Un corpo formicolante di figure, soggetto nato dal bricolage e da un métissage di simboli e immaginari che si intrecciano sulla pelle ricalcando le avventurose esplorazioni dei confini di sé di antenati e individui senza paura. Oppure pelli intrise in fregi neotribali che assumono il ruolo di influencer, rovesciando quella body art permanente nel suo esatto contrario: una pratica consumistica votata all’effimero.
Nel libro Iconologie del tatuaggio. Scritture del corpo e oscillazioni identitarie, a cura di Gianfranco Marrone e Tiziana Migliore (uscito per Meltemi, pp. 300, euro 24) alcuni studiosi e semiologi si interrogano sulle possibili qualificazioni somatiche e linguistiche di un’attività difficile da imbrigliare, metamorfica per sua costituzione. Alla genesi semiotica dei linguaggi «dei nuovi dermatoglifici» è attento Paolo Fabbri che introduce anche lo scambio osmotico tra arte e tatuaggio in forma eccentrica, ironica, kitsch deliberato, pop.
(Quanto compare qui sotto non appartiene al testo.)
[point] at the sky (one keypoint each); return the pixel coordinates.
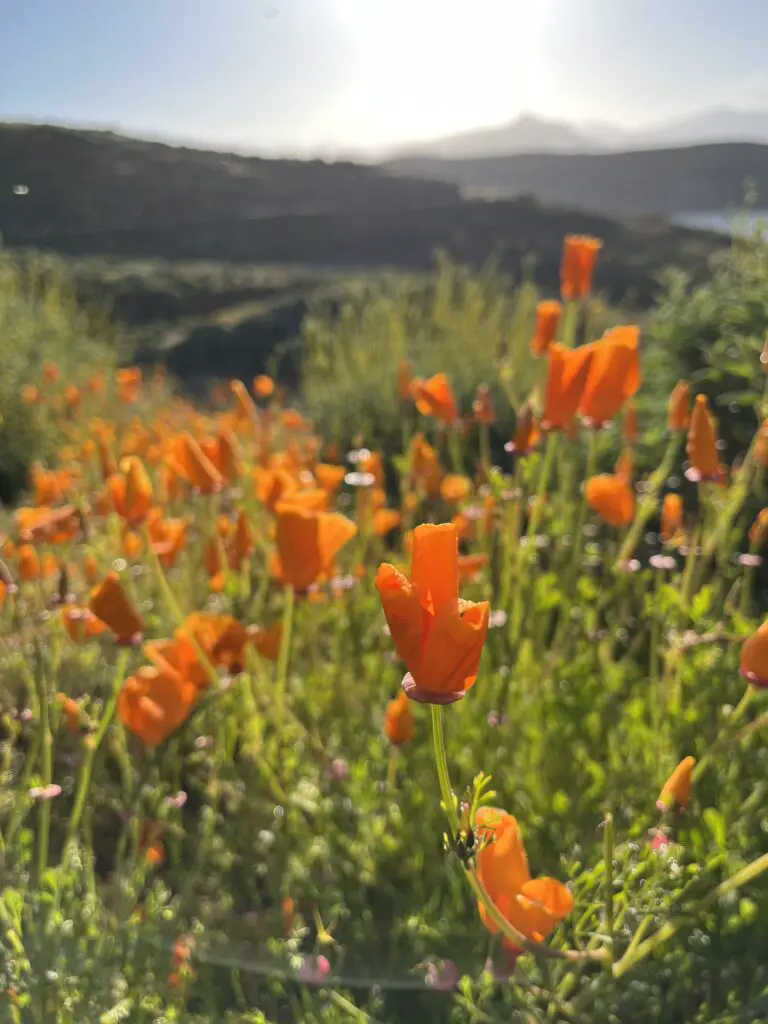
(329, 76)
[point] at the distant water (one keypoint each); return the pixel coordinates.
(725, 221)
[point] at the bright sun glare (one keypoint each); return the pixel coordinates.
(438, 66)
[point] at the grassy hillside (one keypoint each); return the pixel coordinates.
(656, 181)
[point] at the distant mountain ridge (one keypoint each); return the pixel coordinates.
(659, 181)
(529, 133)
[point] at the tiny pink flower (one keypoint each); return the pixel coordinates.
(442, 976)
(313, 970)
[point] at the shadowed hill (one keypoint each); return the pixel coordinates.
(654, 181)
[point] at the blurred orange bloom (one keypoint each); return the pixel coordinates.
(437, 635)
(71, 713)
(471, 566)
(329, 477)
(308, 543)
(761, 445)
(754, 662)
(631, 432)
(678, 415)
(404, 380)
(434, 397)
(547, 318)
(455, 488)
(759, 529)
(527, 435)
(263, 386)
(50, 525)
(702, 442)
(611, 498)
(578, 266)
(398, 720)
(29, 563)
(168, 537)
(110, 603)
(154, 705)
(482, 407)
(677, 787)
(188, 461)
(129, 385)
(532, 906)
(272, 485)
(51, 372)
(266, 642)
(131, 492)
(613, 377)
(385, 520)
(81, 624)
(31, 395)
(566, 380)
(672, 516)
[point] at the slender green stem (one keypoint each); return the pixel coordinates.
(449, 801)
(608, 840)
(640, 950)
(285, 646)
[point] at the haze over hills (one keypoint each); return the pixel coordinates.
(534, 134)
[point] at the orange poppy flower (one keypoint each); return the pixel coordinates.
(188, 461)
(611, 498)
(72, 396)
(438, 636)
(625, 467)
(292, 420)
(754, 663)
(672, 517)
(72, 714)
(328, 477)
(578, 266)
(308, 543)
(404, 380)
(631, 432)
(678, 415)
(398, 720)
(374, 465)
(51, 372)
(566, 379)
(547, 318)
(153, 705)
(168, 537)
(81, 624)
(482, 407)
(614, 375)
(455, 488)
(759, 529)
(225, 456)
(385, 520)
(110, 603)
(129, 385)
(273, 485)
(470, 566)
(29, 563)
(761, 445)
(677, 787)
(267, 642)
(702, 442)
(31, 395)
(434, 397)
(527, 435)
(131, 492)
(50, 525)
(263, 386)
(532, 906)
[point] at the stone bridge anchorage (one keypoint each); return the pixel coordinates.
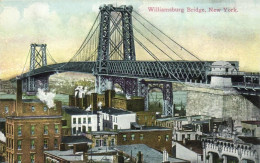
(109, 53)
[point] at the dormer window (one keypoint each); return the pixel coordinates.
(6, 109)
(33, 109)
(45, 108)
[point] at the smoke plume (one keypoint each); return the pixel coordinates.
(46, 97)
(2, 137)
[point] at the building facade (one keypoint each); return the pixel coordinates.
(32, 129)
(77, 121)
(158, 138)
(246, 150)
(114, 119)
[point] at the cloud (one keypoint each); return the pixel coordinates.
(46, 97)
(9, 18)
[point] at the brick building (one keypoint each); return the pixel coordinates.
(6, 87)
(76, 121)
(2, 150)
(7, 107)
(108, 99)
(159, 138)
(251, 128)
(146, 118)
(103, 138)
(32, 129)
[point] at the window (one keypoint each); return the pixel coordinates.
(84, 129)
(19, 130)
(6, 109)
(45, 144)
(89, 129)
(55, 143)
(166, 137)
(141, 136)
(33, 108)
(133, 136)
(97, 143)
(56, 129)
(124, 137)
(32, 158)
(188, 136)
(32, 144)
(74, 130)
(19, 158)
(45, 130)
(19, 144)
(112, 143)
(32, 129)
(64, 122)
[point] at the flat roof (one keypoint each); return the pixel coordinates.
(32, 101)
(115, 111)
(76, 111)
(33, 117)
(75, 140)
(65, 155)
(146, 128)
(149, 154)
(103, 133)
(251, 140)
(251, 122)
(194, 145)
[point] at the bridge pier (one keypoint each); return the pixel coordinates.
(128, 85)
(31, 84)
(165, 87)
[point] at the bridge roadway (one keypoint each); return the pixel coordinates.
(164, 70)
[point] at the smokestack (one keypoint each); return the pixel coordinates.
(19, 95)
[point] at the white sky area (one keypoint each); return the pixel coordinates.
(63, 25)
(2, 137)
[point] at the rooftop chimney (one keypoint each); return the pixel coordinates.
(19, 94)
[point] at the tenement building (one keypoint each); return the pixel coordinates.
(159, 138)
(242, 149)
(32, 129)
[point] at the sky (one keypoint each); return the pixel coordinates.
(63, 25)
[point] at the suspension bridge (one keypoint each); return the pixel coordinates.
(118, 36)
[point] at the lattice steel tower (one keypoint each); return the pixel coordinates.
(38, 56)
(126, 30)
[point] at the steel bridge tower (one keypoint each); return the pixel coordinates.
(105, 33)
(130, 86)
(38, 59)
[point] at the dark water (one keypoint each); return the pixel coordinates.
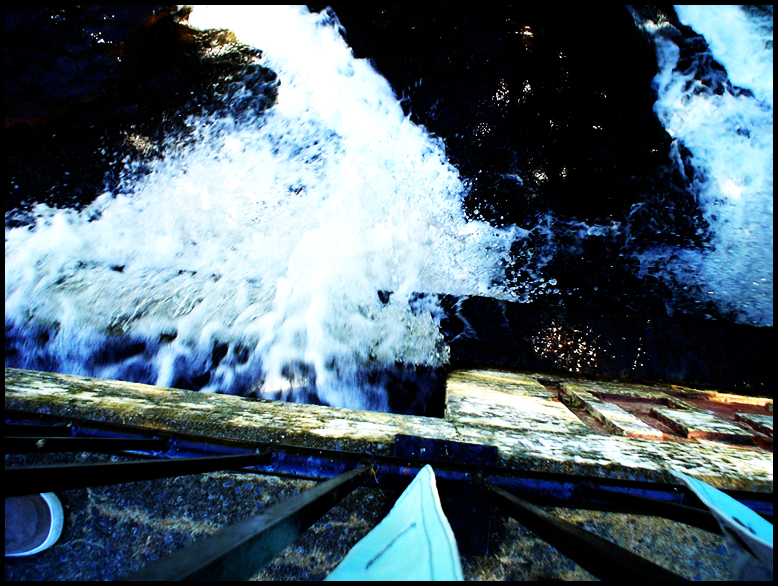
(586, 191)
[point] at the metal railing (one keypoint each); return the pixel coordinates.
(464, 471)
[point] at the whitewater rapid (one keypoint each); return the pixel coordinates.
(281, 254)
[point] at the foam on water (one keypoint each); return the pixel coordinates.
(258, 252)
(730, 137)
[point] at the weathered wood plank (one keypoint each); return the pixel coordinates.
(228, 417)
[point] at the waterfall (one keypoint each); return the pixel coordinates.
(297, 253)
(724, 118)
(278, 254)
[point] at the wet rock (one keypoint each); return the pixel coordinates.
(87, 87)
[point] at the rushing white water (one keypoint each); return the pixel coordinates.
(259, 255)
(268, 239)
(730, 136)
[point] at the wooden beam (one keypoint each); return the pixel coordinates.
(228, 417)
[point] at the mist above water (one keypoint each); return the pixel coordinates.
(281, 254)
(271, 241)
(728, 130)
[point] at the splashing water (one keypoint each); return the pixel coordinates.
(261, 253)
(729, 133)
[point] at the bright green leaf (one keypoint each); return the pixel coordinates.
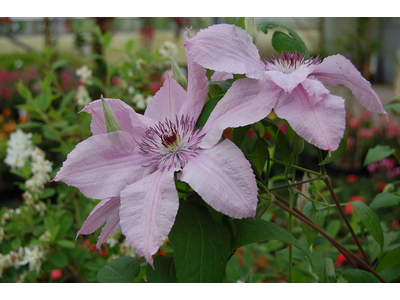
(201, 245)
(163, 272)
(378, 153)
(317, 216)
(335, 154)
(120, 270)
(370, 220)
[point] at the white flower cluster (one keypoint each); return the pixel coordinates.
(168, 49)
(19, 148)
(140, 101)
(85, 75)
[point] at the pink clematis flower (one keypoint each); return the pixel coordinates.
(300, 95)
(132, 170)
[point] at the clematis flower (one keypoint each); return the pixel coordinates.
(300, 95)
(132, 170)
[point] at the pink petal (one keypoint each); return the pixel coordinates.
(127, 118)
(288, 81)
(247, 101)
(337, 70)
(102, 166)
(221, 76)
(224, 179)
(315, 89)
(106, 211)
(148, 211)
(197, 88)
(226, 48)
(167, 102)
(321, 124)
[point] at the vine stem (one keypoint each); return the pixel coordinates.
(339, 246)
(346, 220)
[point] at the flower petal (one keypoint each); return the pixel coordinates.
(197, 88)
(167, 102)
(226, 48)
(289, 81)
(224, 179)
(107, 210)
(337, 70)
(148, 210)
(127, 118)
(247, 101)
(221, 76)
(315, 89)
(321, 124)
(104, 164)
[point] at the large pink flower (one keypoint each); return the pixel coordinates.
(132, 170)
(302, 98)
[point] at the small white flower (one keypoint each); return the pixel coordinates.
(168, 49)
(19, 148)
(82, 96)
(85, 75)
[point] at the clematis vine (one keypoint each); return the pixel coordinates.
(292, 84)
(133, 170)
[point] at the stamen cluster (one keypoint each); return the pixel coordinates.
(170, 143)
(288, 62)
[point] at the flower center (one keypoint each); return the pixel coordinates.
(170, 144)
(288, 62)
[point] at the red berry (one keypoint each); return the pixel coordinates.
(56, 274)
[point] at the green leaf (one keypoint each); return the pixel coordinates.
(335, 154)
(318, 264)
(120, 270)
(58, 64)
(207, 109)
(59, 259)
(47, 193)
(281, 41)
(384, 200)
(317, 216)
(378, 153)
(359, 276)
(15, 244)
(370, 220)
(251, 230)
(66, 244)
(391, 258)
(201, 245)
(240, 23)
(239, 134)
(163, 272)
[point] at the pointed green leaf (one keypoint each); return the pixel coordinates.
(201, 245)
(384, 200)
(335, 154)
(378, 153)
(370, 220)
(163, 272)
(317, 216)
(120, 270)
(391, 258)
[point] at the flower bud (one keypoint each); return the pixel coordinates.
(329, 270)
(178, 75)
(109, 117)
(297, 145)
(388, 188)
(251, 28)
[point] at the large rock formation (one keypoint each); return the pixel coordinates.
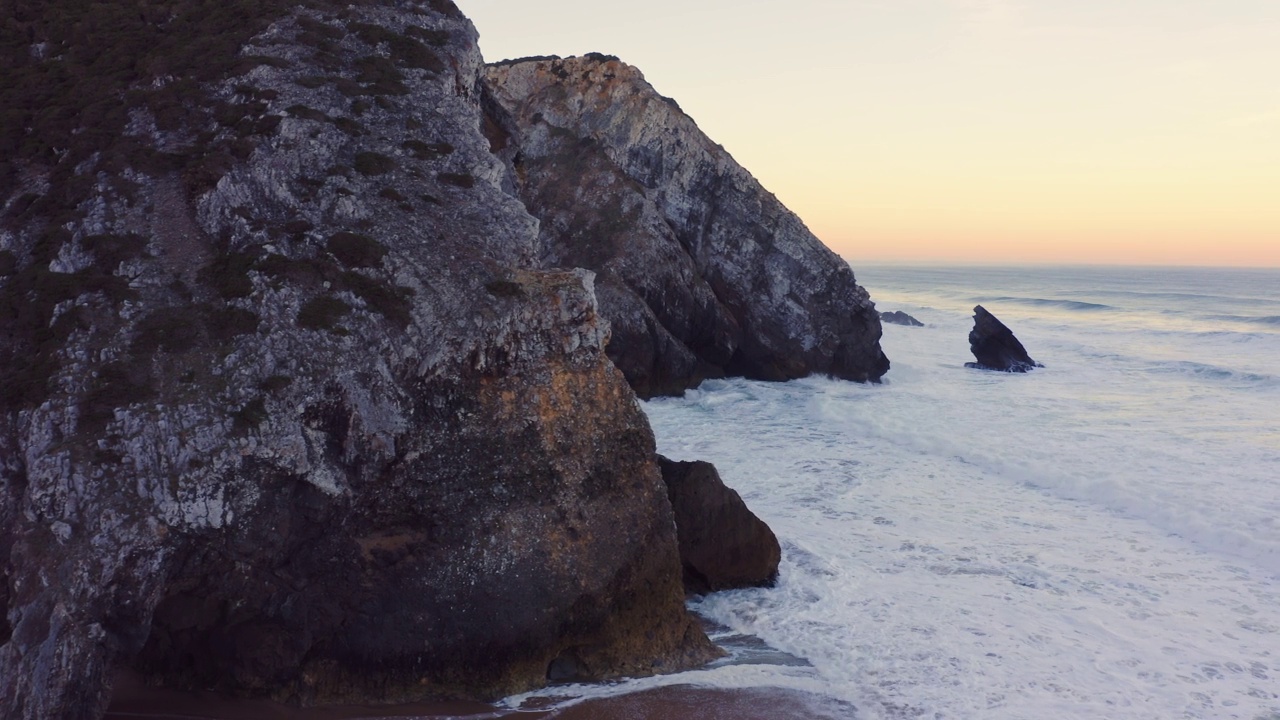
(995, 346)
(287, 409)
(699, 270)
(289, 406)
(722, 543)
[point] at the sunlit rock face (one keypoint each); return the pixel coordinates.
(289, 409)
(699, 269)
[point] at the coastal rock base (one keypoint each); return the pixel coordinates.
(722, 543)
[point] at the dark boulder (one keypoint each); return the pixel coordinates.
(722, 543)
(995, 346)
(900, 318)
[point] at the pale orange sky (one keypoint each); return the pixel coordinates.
(1092, 131)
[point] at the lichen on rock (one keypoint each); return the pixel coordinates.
(306, 419)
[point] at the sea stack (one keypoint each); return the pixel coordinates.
(900, 318)
(722, 543)
(995, 346)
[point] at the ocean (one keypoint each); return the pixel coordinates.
(1095, 540)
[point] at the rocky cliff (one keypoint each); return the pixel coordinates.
(699, 269)
(288, 410)
(289, 406)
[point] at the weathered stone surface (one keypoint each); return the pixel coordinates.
(900, 318)
(305, 420)
(995, 346)
(700, 270)
(722, 543)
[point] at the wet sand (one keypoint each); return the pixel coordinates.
(677, 702)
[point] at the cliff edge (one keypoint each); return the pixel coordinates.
(699, 269)
(287, 408)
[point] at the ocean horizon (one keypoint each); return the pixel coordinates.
(1097, 538)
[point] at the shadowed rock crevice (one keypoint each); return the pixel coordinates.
(339, 438)
(900, 318)
(700, 270)
(722, 543)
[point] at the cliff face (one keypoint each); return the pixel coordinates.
(288, 411)
(700, 270)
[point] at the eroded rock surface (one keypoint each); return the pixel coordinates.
(289, 410)
(995, 346)
(700, 270)
(900, 318)
(722, 543)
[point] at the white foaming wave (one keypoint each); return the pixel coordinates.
(896, 556)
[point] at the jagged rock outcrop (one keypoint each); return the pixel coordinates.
(287, 409)
(699, 269)
(900, 318)
(995, 346)
(722, 543)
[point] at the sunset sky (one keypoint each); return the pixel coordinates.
(1050, 131)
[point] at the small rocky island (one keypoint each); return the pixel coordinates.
(995, 346)
(900, 318)
(321, 349)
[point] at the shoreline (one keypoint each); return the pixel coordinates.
(133, 701)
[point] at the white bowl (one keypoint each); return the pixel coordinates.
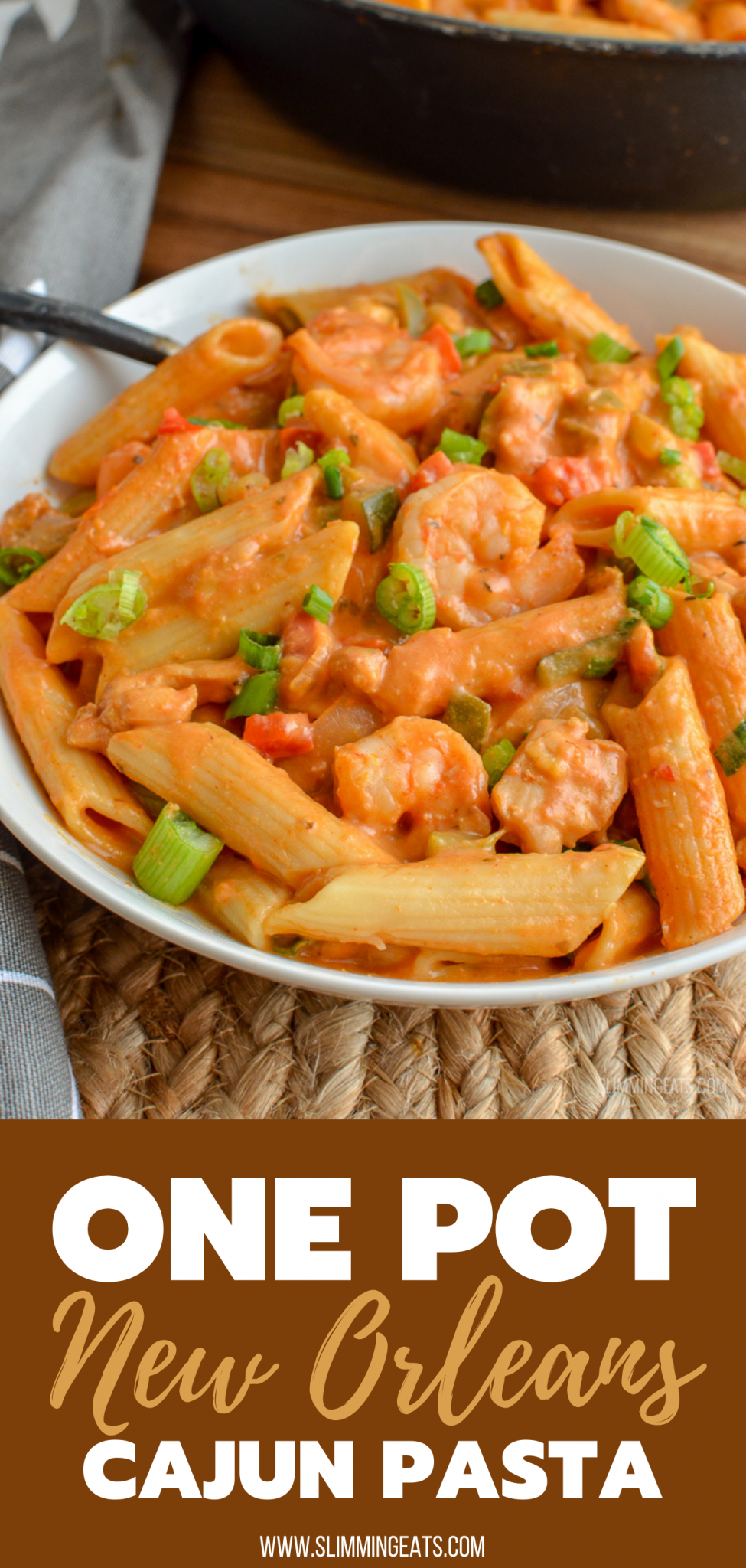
(68, 384)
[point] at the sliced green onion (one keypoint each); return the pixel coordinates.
(218, 423)
(735, 468)
(412, 309)
(107, 609)
(176, 857)
(406, 598)
(297, 459)
(290, 408)
(654, 604)
(259, 651)
(331, 466)
(318, 604)
(469, 717)
(207, 479)
(337, 459)
(375, 511)
(488, 296)
(333, 480)
(76, 505)
(687, 417)
(542, 350)
(460, 447)
(27, 562)
(668, 360)
(607, 351)
(257, 695)
(475, 342)
(732, 750)
(654, 550)
(591, 661)
(496, 761)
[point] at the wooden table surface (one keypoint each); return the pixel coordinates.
(239, 172)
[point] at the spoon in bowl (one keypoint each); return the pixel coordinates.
(30, 312)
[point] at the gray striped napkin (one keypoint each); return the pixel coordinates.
(86, 98)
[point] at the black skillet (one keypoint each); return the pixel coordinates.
(569, 119)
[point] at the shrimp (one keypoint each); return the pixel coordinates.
(409, 779)
(520, 426)
(466, 532)
(560, 788)
(386, 372)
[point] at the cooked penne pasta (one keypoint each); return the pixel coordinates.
(680, 808)
(629, 930)
(224, 356)
(550, 306)
(261, 593)
(239, 795)
(149, 502)
(367, 441)
(723, 378)
(699, 519)
(402, 670)
(91, 799)
(491, 661)
(541, 905)
(242, 899)
(264, 523)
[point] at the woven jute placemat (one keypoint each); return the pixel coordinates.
(160, 1034)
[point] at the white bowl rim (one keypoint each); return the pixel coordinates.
(98, 880)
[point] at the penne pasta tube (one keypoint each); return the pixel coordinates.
(698, 519)
(629, 932)
(680, 808)
(240, 899)
(149, 502)
(539, 905)
(422, 675)
(239, 795)
(223, 358)
(369, 444)
(550, 306)
(91, 799)
(705, 632)
(723, 378)
(264, 521)
(261, 593)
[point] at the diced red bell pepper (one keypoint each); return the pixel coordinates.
(450, 358)
(433, 469)
(173, 422)
(279, 734)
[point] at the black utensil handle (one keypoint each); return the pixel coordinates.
(60, 318)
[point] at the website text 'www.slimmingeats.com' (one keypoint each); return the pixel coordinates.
(372, 1545)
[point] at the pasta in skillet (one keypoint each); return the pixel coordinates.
(402, 628)
(624, 19)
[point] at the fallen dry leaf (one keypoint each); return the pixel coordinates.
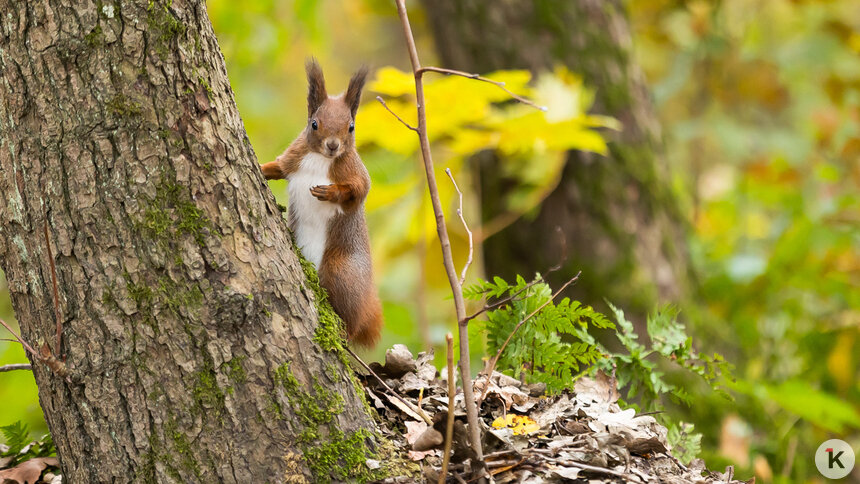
(414, 430)
(600, 389)
(28, 472)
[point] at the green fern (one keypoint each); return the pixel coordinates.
(555, 346)
(21, 448)
(547, 348)
(17, 437)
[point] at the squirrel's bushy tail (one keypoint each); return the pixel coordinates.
(366, 331)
Nel suo saggio, Tiziana Migliore prova a indagare l’enunciazione di quel testo disegnato attraverso la frattura del discorso quotidiano che ogni tatuaggio introduce sulla pelle. Il possessore del «marchio» si fa soggetto resistente grazie a una semiotica delle passioni che invera su sé stesso. In questa maniera, sfugge al determinismo e «incita l’intimo», lo esteriorizza e propone in una presa diretta. È un blasone, indelebile certo ma anche modificabile. Quindi, messaggero di altri sé in agguato.
Patrizia Calefato si concentra sullo sguardo post coloniale degli artisti europei di fronte ai dignitari Maori e sulle «biografie» raccontate dai loro volti, che già suscitarono vivo interesse in Claude Lévi-Strauss. Procedendo a ritroso, ripercorre la storia del tatuaggio – dall’uomo di Similaun o Ice Maiden (rimasta fra i ghiacci della Siberia per 2500 anni) fino all’antico Egitto per poi «sbobinare» il nastro del tempo, riaprendo la porta al presente e alla pratica di massa di tattoo e piercing, con i remake di figure appartenute al passato. Per Matteo Meschiari, invece, il campo d’indagine è un paesaggio-mappa. Una cartografia fantastica che, a volte, da diario di viaggio si trasforma in una geografia anatomica di pura invenzione, slittamento spaziale e metafora di altri planisferi possibili.
Il volume affronta anche le eredità dell’old school, quella che richiama la pratica marinaresca del tatuarsi. È Davide Puca a tornarci su, rispolverando le origini dei soggetti di mare con il repertorio iconografico e le parti del corpo ritenute «talismaniche» dai lavoratori navali. Nel ’900, di fronte al proliferare di pin up più o meno oscene, la marina militare americana provò a bandire i disegni a sfondo sessuale. E arrivarono i tatuatori che rivestivano le nudità. Un po’ quel che accadde con la Controriforma nel ’500.